# Hardride zu breit!



## frozen Biker (18. Februar 2004)

Hallo zusammen

Meine Wildsau Hardride 1.5 hat hinten an den Ausfallenden eine Breite von 140mm obwohl sie eigentlich eine Standarteinbaubreite von 135mm haben sollte. Nun kann ich meine Xt Nabe nicht einbauen, da ich den Rahmen ja nicht einfach zusammendrücken kann?!?!
Hatt noch jemand anders genau das selbe "Problem"  wie ich? Wenn ja, wie kann ich nun vorgehen?


----------



## Airhaenz (18. Februar 2004)

Der Hinterbau meiner Hardride 1.5 war/ist maßhaltig für Standard135mm Naben. 
Am besten mal Jürgen anrufen.


----------



## MTB-News.de




----------



## AlutechCycles (19. Februar 2004)

Hi,

ja am besten wendest du dich direkt an Jürgen, wenn dem wirklich so ist, müssen wir wohl den Hinterbau austauschen.

ALUTECH Bikes and Parts
Jürgen Schlender
Bright Lake Ranch
Dorfstr. 19
D-24358 Bistensee 
Fon_ 04353/ 99 81 55
Fax_ 04353/ 99 81 56
[email protected]

Gruß Chris


----------



## frozen Biker (19. Februar 2004)

Hab Jürgen geschrieben! Er meint ich sollte den Rahmen auf maß biegen oder zu ihm schicken! Aber das würde mich ja wieder Porto kosten!  
Ich finde das schon zimlich lächerlich bei einem so teuren Rahmen!
Naja nun werde ich erst mal fragen ob ich dann überhaupt noch garantie auf den Rahmen habe!


----------



## AlutechCycles (19. Februar 2004)

Am besten telefonierst du einfach mal mit ihm, damit auch keine Mißverständnisse entstehen. Persönliches Gespräch ist immer besser, denke da wird sich dann auch eine Lösung zu deiner Zufriedenheit finden.

Gruß Chris


----------



## Airborne (19. Februar 2004)

das kannste biegen. Das Problem ist halt, das du beide Seiten gleich weit 2mm rein drücken mußt.

Das erreichst du, indem du den Rahmen am Steuerrohr fixierst, und das Sattelrohr zum Drehpunkt machst. Am besten hält ein Kumpel den Rahmen vorne am Boden liegend fest (also der Rahmen liegt nicht der Kumpel), während du hinten etwas 'justierst'.
So kannst du jede Seite für sich etwas drücken, 2mm je Seite sollte reichen. Was anderes wird der Jürgen auch nich machen können.

Torsten


----------



## frozen Biker (19. Februar 2004)

jo das kommt auch noch dazu!
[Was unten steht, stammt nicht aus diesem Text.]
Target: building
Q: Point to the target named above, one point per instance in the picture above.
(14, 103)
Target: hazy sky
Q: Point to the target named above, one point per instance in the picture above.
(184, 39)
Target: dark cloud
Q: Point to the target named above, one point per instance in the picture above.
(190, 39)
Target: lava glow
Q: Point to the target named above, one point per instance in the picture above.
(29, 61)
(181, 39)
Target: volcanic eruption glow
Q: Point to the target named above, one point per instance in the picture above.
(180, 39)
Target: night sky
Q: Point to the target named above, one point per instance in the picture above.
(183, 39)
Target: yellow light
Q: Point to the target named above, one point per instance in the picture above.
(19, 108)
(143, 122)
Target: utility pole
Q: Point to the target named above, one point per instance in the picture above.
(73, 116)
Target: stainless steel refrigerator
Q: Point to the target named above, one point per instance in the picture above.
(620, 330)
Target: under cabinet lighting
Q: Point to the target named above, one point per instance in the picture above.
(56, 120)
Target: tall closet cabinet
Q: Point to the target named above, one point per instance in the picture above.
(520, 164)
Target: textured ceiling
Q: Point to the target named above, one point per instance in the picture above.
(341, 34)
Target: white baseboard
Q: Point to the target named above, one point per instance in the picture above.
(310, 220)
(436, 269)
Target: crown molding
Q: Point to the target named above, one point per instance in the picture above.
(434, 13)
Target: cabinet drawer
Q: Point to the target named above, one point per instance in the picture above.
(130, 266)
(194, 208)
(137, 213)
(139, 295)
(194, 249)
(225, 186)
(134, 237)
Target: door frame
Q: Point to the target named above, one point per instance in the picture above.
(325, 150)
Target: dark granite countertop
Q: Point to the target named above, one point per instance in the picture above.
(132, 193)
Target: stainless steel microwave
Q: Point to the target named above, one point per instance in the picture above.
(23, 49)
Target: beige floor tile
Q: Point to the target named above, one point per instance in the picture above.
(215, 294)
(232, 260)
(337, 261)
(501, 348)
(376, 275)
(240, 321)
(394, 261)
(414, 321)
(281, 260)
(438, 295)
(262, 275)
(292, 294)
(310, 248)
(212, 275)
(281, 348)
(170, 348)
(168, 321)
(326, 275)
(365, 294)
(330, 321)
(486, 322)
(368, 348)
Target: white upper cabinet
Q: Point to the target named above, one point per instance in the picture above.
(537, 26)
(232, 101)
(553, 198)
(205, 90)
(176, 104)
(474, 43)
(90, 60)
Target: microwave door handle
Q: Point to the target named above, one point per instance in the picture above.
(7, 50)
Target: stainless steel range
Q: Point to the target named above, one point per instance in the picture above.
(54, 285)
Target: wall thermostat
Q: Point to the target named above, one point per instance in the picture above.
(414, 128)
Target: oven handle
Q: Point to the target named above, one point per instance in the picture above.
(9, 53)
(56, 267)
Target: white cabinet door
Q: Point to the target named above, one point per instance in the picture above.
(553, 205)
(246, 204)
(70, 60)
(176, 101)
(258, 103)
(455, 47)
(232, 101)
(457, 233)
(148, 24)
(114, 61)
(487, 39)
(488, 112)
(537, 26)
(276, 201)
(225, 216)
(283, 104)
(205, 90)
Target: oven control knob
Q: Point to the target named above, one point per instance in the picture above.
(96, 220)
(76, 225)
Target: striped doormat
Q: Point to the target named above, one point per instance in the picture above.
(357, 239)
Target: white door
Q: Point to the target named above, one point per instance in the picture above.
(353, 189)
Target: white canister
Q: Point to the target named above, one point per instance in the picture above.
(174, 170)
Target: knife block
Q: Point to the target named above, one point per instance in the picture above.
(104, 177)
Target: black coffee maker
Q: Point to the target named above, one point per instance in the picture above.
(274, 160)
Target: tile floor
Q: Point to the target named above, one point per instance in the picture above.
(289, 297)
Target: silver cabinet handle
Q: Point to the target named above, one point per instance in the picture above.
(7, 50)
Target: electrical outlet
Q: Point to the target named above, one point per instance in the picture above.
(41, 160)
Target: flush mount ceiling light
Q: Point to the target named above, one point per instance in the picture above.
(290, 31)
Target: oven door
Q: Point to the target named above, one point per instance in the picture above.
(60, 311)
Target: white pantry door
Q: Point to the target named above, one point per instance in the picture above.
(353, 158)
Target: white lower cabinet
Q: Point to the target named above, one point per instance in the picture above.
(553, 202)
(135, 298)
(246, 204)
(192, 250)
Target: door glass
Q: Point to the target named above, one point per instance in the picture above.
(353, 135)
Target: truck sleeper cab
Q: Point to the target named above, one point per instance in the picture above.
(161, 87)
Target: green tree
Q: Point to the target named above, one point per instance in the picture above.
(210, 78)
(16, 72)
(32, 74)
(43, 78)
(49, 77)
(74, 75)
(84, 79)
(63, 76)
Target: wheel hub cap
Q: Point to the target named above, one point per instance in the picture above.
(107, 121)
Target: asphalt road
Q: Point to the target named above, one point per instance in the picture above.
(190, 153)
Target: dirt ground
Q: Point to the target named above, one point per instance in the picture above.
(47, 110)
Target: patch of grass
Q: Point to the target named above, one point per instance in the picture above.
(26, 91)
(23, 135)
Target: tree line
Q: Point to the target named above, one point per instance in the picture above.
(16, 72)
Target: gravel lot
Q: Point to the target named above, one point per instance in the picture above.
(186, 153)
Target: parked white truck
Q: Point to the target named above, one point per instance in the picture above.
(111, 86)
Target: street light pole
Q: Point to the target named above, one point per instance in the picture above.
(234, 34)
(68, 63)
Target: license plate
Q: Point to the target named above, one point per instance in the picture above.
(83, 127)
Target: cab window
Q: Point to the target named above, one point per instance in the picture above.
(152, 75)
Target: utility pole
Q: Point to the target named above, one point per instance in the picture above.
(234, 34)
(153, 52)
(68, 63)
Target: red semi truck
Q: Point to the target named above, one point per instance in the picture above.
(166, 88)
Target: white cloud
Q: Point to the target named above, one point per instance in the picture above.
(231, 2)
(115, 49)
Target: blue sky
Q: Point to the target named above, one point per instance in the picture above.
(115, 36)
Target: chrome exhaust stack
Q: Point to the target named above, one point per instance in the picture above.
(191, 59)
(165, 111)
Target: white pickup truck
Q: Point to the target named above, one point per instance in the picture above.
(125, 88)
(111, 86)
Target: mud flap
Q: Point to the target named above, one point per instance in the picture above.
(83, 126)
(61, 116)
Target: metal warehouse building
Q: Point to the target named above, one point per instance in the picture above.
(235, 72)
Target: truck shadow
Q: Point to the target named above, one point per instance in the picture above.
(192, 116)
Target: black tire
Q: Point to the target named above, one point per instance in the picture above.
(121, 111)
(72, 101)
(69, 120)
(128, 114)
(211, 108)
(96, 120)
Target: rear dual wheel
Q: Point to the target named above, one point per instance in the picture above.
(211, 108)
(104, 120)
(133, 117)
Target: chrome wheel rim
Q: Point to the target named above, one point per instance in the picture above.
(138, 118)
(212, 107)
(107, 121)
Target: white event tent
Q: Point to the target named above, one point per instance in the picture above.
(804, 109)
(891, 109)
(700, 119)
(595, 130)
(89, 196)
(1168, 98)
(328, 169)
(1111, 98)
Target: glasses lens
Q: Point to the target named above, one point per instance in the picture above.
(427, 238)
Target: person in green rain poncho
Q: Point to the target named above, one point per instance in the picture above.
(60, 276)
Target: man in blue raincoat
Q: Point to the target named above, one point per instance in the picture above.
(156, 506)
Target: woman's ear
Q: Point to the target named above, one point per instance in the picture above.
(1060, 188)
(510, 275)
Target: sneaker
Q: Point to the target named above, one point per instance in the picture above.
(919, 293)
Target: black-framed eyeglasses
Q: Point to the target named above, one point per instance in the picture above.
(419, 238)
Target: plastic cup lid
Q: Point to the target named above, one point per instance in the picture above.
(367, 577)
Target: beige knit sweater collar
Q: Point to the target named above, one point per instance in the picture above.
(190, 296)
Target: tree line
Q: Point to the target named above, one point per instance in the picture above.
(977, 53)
Oh ist das mies!
Ich werd mal schaun!


----------



## frozen Biker (19. Februar 2004)

Und mein Kumpel meinte das das nicht sein könnte!
Der rahmen müsste passend geschweißt werden! Ich hab da aber keine Ahnung von!
Kann mir nur vorstellen das das vielleicht auf die Gelenke geht!


----------



## Airborne (19. Februar 2004)

also wenn die Gelenke das nich abkönnen....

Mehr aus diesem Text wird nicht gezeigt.